An den Vorbereitungen für diese Aktion waren dann Hannes
Priesch, Brigitte Pokornik und ich maßgeblich beteiligt. Unser Konzept war:
eine große Gruppe von Personen wäscht und reinigt einen Platz in Wien. Ganz
wichtig: wir erklären nichts, reden nichts, es gibt dazu weder Plakate noch
Begleitschriften, Programme oder irgendetwas der Art, auf Reaktionen von
Passanten reagieren wir nicht – die sollen ins Leere laufen. Es sollte mit
unserer Tätigkeit etwas Unerklärtes und Unerklärliches ablaufen, das nicht
gleich eingeordnet werden kann. Damit uns die Verweigerung der Kommunikation
leichter fällt, beschlossen wir, als Verfremdungseffekt bei der Aktion Masken
zu tragen. Im Tiefziehverfahren stellten wir auf einem selbst hergestellten
Tonmodell (war Brigittes Kopf das Modell?) aus durchsichtiger Plastikfolie
Masken her, die wir leicht mit hellen Farben besprühten, um das Gesicht schon
ein wenig, aber nicht völlig zu verdecken und unkenntlich zu machen.
Ich – tendenziell überkorrekt und überbürokratisch – habe
darauf bestanden, diese Aktion ordnungsgemäß bei den Behörden anzumelden, mit
dem an sich richtigen Argument, dass sonst die Aktion - unangemeldet - gleich wieder abgebrochen
werden könnte.
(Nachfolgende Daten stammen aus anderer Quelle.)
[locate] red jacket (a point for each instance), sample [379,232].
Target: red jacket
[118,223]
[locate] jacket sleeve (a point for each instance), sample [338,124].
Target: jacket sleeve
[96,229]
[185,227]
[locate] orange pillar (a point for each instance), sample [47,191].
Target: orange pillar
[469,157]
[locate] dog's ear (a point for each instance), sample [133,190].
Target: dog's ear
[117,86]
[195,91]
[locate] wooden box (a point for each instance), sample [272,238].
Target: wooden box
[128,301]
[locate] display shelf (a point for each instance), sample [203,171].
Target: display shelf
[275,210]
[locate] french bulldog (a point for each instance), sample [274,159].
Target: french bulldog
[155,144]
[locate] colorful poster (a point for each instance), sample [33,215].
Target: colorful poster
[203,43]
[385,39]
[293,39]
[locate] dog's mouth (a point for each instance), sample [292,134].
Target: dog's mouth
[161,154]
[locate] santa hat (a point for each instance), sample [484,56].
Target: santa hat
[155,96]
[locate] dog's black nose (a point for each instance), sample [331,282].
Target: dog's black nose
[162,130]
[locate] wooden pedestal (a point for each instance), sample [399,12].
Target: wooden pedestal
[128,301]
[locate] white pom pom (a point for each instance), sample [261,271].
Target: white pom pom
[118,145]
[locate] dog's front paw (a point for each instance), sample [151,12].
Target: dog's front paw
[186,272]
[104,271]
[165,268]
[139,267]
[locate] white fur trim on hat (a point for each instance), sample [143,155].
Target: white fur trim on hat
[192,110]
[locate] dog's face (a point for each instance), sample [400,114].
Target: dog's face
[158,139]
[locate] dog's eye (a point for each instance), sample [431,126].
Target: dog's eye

Diese Aufgabe haben Hannes Priesch und ich übernommen und diese
Anmeldung hat sich als eine Aktion für sich herausgestellt: wenn ich mich
richtig erinnere, haben wir bei 16 verschiedenen Behörden, Ämtern und
Abteilungen vorgesprochen. Die Aktion war ja nicht wirklich einzuordnen: keine
politische Demonstration, kein Straßentheater usw. Zuerst bei der Polizei an
einem Freitagnachmittag, wo die Wichtigen schon alle im Wochenende waren, der
uniformierte, die Stellung haltende Beamte („des is jo amoi a saubere Aktion!“)
verwies uns zur Genehmigung auf den Montag. Am Montag – wie vorhergesehen –
waren wir bei der Staatspolizei gelandet, der Beamte in Zivil vermutete eine
versteckte politische Demo und wollte uns die hintergründigen Absichten nicht
ungeschickt herauskitzeln. Wir versichertem ihm wahrheitsgemäß: keine Plakate,
keine Texte, keine Reden – nur waschen und putzen. Die Reihenfolge der weiteren
Behördengänge – wir wurden zum Teil wörtlich im Kreis geschickt – kann ich
nicht mehr exakt rekonstruieren: Bundesbehörden, Stadt Wien (Theater, MA xy …),
Bezirk, und - weil wir uns für die Aktion den Platz vor der Mariahilferkirche
ausgesucht hatten – hatten auch Kirche und Pfarre ein Wort mitzureden.
Erschwerend kam hinzu, dass wir mit unserem Timing in die Wahlkampfzeit einer
Gemeinderatswahl geraten sind, was wir nicht angepeilt hatten und lieber
vermieden hätten, weil es uns nur um eine absurde Aktion ging. Aber die
Vorbereitungen liefen schon auf Hochtouren und irgendwann bekamen wir das
behördliche Placet (bei der Aktion selbst waren dann Vertreter der
Staatspolizei, der Gemeinde, des Bezirkes und der Kirche als Beobachter
anwesend).
Als nächsten Schritt nach dem Placet haben wir dann über
Schillerplatz, Angewandte, FleischmarktWeGe und Freundeskreise so zirka 30
Leute zusammengetrommelt, die mit Besen, Staubsauger, Kübeln, Putzfetzen und Putzschwämmchen,
Bürsten (von groß bis Zahn-) angekommen sind. Eine Bassena für das Wasser in
einem unversperrten Hauseingang hatten wir schon vorher ausgekundschaftet und
ebenso einen Stromanschluss für den Staubsauger. Alle Teilnehmer haben eine
Maske bekommen, und zum vereinbarten Zeitpunkt starteten wir mit der Reinigung.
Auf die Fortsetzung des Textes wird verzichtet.